日本相撲協会(北の湖理事長=元横綱)は6日、大阪市内で臨時理事会を開き、若手力士の傷害致死事件で名古屋地裁に起訴された3人の兄弟子について当面の間は出場停止処分とし、有罪が確定した時点で解雇処分とすることを決めた。同容疑で書類送検された2力士(他の1人はすでに引退)は、今場所1場所の出場停止処分を科す。
無期限停止処分を受けたのは、木村正和(しこ名・明義豊(あきゆたか)=西幕下58枚目)、伊塚雄一郎(同・怒濤(どとう)=東序二段筆頭)、藤居正憲(同・時王丸=西序二段86枚目)の3被告。
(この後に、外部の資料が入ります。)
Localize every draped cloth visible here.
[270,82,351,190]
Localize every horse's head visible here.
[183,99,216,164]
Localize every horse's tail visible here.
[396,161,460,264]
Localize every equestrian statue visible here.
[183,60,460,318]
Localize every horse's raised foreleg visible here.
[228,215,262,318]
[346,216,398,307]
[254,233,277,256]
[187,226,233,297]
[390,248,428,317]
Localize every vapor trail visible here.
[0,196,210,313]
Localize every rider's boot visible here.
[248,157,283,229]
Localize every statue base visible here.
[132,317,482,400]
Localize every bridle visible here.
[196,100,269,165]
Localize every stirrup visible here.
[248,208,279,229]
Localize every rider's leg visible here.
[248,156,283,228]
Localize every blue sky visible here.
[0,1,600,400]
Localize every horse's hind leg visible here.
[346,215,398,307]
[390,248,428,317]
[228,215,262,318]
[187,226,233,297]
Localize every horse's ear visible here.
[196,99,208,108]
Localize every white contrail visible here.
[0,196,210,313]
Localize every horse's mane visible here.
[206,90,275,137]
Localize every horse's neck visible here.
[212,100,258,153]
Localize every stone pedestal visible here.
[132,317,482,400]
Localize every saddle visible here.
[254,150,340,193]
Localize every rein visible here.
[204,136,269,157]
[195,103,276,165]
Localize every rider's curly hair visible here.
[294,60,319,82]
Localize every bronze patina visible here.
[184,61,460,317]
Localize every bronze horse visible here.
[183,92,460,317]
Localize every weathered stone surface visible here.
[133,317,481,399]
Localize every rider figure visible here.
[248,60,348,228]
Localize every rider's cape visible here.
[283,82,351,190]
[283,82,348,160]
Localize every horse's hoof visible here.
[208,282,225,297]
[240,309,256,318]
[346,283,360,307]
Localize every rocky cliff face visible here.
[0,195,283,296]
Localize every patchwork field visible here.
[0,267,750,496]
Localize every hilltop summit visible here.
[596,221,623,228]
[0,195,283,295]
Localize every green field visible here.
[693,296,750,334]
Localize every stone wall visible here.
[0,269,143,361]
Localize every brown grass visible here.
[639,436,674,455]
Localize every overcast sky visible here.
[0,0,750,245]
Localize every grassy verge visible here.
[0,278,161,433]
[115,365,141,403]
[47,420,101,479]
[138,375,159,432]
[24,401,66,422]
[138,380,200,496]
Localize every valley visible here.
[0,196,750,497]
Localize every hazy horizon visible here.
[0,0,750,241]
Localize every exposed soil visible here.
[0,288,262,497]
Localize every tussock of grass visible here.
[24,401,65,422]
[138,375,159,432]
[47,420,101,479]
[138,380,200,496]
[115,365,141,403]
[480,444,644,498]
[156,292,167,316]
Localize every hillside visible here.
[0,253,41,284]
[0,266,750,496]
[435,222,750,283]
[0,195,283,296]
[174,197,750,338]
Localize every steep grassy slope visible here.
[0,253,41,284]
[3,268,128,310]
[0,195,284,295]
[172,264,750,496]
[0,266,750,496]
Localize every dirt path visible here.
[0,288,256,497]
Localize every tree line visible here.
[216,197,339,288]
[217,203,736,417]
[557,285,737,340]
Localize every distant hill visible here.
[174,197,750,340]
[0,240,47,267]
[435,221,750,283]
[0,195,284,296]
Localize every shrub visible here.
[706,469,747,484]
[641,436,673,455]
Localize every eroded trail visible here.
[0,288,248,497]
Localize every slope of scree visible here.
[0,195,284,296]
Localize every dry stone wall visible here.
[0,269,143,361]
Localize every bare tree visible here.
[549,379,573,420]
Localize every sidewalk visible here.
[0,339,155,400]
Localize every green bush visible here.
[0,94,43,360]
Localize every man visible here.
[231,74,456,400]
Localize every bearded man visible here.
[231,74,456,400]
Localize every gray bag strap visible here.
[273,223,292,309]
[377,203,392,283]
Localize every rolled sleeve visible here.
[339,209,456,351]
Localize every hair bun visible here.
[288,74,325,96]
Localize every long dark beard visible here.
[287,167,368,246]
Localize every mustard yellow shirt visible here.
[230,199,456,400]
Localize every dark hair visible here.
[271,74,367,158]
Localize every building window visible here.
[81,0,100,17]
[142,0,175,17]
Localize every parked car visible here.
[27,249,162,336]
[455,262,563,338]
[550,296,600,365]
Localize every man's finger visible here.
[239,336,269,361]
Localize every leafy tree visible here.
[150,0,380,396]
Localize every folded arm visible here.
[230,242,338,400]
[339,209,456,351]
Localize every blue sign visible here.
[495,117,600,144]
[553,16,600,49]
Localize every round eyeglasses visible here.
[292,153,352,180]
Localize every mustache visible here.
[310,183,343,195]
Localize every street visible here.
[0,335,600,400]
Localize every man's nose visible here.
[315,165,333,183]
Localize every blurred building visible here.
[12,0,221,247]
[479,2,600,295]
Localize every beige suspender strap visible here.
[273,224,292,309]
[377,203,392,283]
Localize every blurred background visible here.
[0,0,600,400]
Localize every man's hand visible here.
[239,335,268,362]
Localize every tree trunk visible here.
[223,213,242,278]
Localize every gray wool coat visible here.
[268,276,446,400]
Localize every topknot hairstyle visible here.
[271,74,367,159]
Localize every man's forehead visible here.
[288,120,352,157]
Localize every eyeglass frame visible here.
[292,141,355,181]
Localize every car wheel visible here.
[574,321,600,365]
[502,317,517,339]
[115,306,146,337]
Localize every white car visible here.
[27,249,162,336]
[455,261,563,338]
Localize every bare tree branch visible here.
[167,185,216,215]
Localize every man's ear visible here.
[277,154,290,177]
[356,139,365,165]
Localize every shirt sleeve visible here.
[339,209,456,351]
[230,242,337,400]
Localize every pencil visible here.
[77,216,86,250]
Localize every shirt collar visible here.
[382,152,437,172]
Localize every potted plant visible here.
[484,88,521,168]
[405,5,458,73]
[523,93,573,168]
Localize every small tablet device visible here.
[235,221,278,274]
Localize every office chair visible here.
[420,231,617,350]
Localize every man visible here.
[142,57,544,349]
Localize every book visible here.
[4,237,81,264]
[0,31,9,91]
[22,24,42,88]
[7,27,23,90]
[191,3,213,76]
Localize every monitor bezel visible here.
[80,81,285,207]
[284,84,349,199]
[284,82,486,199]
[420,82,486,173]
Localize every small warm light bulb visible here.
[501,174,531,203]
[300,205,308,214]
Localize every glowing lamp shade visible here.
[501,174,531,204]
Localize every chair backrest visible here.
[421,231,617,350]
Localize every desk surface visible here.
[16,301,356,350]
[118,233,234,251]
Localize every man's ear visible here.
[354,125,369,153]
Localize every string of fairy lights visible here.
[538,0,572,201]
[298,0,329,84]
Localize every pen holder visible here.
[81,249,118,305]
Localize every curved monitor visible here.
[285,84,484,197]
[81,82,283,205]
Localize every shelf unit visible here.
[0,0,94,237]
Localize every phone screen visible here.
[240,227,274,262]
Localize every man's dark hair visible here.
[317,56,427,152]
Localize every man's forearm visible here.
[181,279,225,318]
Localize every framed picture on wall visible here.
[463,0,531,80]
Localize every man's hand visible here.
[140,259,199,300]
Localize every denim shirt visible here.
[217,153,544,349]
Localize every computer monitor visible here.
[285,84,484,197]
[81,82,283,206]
やはり起訴されている前時津風親方の山本順一被告(58)については、逮捕前の昨年10月に解雇処分としている。
起訴状によると、3人は昨年の名古屋場所前の6月25日夜から26日の昼にかけて、愛知県犬山市の宿舎などでぶつかりげいこの名目で入門3カ月目だった斉藤俊(たかし)さんに暴行し、死亡させたとされる。兄弟子らは大筋で暴行が制裁だったと認めている、という。
相撲協会は3人が逮捕された先月7日、起訴された29日とも処分は先送りにしていた。29日は理事会も開かず、北の湖理事長は「刑事裁判の推移を注視しながら対応していく」とするコメントを発表した。その後、方針を変え、9日初日の春場所(大阪府立体育会館)前に話し合う姿勢を示していた。